Obviously, in the real world human pollution hasn't been around long enough to cause such an extreme level of evolution, but we do see animals adapting to our pollution. If we lived in the hyper advanced society powered by Infinity Energy where health care is free and entire cities are managed by levitating robots it may be common place to see animals adapted to the world we caused to change. As for other weird household pokémon, maybe they also have adaptations to help them better survive this human altered world. Maybe Vanilluxe looks the way it does to steal ice cream from ice cream parlors? It seems like that is pigeon holing it into a small niche (or ecological role) but that wouldn't be the first time nature has done something like that. If you research some of the odd ways animals have adapted to us, something that is adapted to hide among frozen food doesn't seem as far fetched.

Domo arigoto.
How about robotic forms of life like Klink or Magnemite? Well, we define life rather narrowly at the moment. We are usually referring to carbon-based life which includes animals and plants as well as bacteria and other microorganisms. However, we define it that way simply because we haven't encountered other types of life. As technology progresses, the idea that robotic sentient "life" could exist at some point becomes less and less far fetched. Obviously, these wouldn't be animals in the traditional sense, but would still consume something to power their bodies. In the case of Klink and Magnemite, it seems that nourishment is electrical energy. In these cases, we have not only have organisms that are adapted to live with humans, they were actually created by humans.

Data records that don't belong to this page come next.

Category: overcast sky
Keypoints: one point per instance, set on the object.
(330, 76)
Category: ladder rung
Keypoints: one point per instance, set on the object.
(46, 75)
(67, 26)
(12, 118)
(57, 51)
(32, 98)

I could try explain why each inorganic pokémon is actually a natural science masterpiece, but I won't sugar coat it; they aren't. Not all adaptations are beneficial after all. Perhaps looking like a candle was useful for sneaking into houses and stealing food before the advent of electricity, but afterwards it would be more of a hindrance. I think most people would notice a random candle near their refrigerator.. which also seems to have a face and has turned bright orange for some reason. Eventually those mutations would be fazed out by a new mutation, perhaps one that makes the organism look like a key chain. This new organism that could better blend in and find food would eventually lead to the extinction of those defunct species that are no longer able to compete.

In the end, does basing a pokémon on a random household object allude to a loss of creativity? In my personal opinion: No. What it means is the person who devised it looked at that lifeless object and asked themselves, "If this was alive, how would it live?"